Brandon Scherff could very well ask for a contract that tops the one Brandon Brooks just signed

On Monday, one Brandon in the NFL signed a deal that another Brandon in the NFL absolutely noticed.

The first Brandon is Brandon Brooks, a guard whom the Eagles gave a four-year contract extension worth just more than $56 million that'll kick in starting in 2021. His current agreement with Philadelphia runs until 2020 and carries remaining base salaries of $8 million and $7.5 million.

The second Brandon is Brandon Scherff, also a guard and one who's scheduled to be an unrestricted free agent in a few months. If Scherff truly gets a chance to negotiate with the Redskins or on the open market, he'll likely look for something very close to or even exceeding the numbers Brooks got from Philly.

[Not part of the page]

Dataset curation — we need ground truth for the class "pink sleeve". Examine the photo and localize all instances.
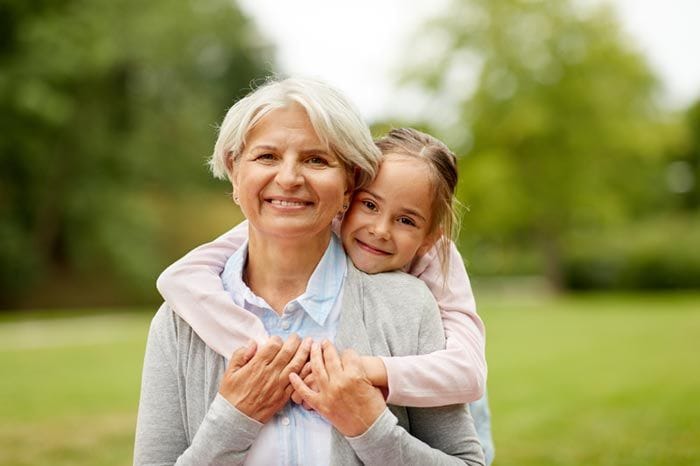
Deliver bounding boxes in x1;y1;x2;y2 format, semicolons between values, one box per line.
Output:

Brooks' extension has a $14.05 million annual value, which slots just ahead of the Cowboys' Zach Martin when it comes to the highest-paid guards in the sport. Scherff absolutely deserves to ink something that puts him right next to those players, if not ahead of Brooks and all others at the position.

One thing that works in No. 75's favor is his age. Scherff is about to turn 28 years old. Brooks, meanwhile, is already 30. Washington's lineman should have plenty of productive campaigns in his future, wherever that future is. 

Another interesting similarity between Brooks and Scherff is their durability. Both have have returned from a significant injury they suffered in 2018 — Scherff tore his pectoral, while Brooks tore his Achilles — that look like outliers in otherwise reliable careers.  

Scherff is certainly in the same realm when it comes to talent and production as Brooks, too. They've each earned two Pro Bowl nods, and while Brooks may be thought of as the best guard in the league, Scherff isn't far behind.

Plus, as anyone who's followed NFL contracts this decade knows, it often doesn't really matter if the next elite guy to sign is truly better, it just matters that he's elite and he's next to sign.

Those are all factors Scherff could point to when it's time for him to cash in. When will that time come, though?

The Burgundy and Gold, who reportedly offered Scherff an extension worth $13 million a year this past September that didn't really do much for the 2015 first-rounder, could franchise tag him if they want. That move, of course, would be profitable for Scherff but limit his ability to negotiate. 

Now, whether the Redskins go that route or give him something more stable, it's hard to imagine them letting him get away. Trent Williams will very likely never suit up for Washington again, and having to roll out an offensive line in 2020 without Williams and Scherff would be a very unfortunate situation.

Scherff, however, will likely make the organization pay up to ensure that doesn't happen. He said in October he hopes to be a Redskin until he retires, but it doesn't appear he'll do that on a discount. With the way he's played and how his peers are being compensated, he shouldn't have to, either.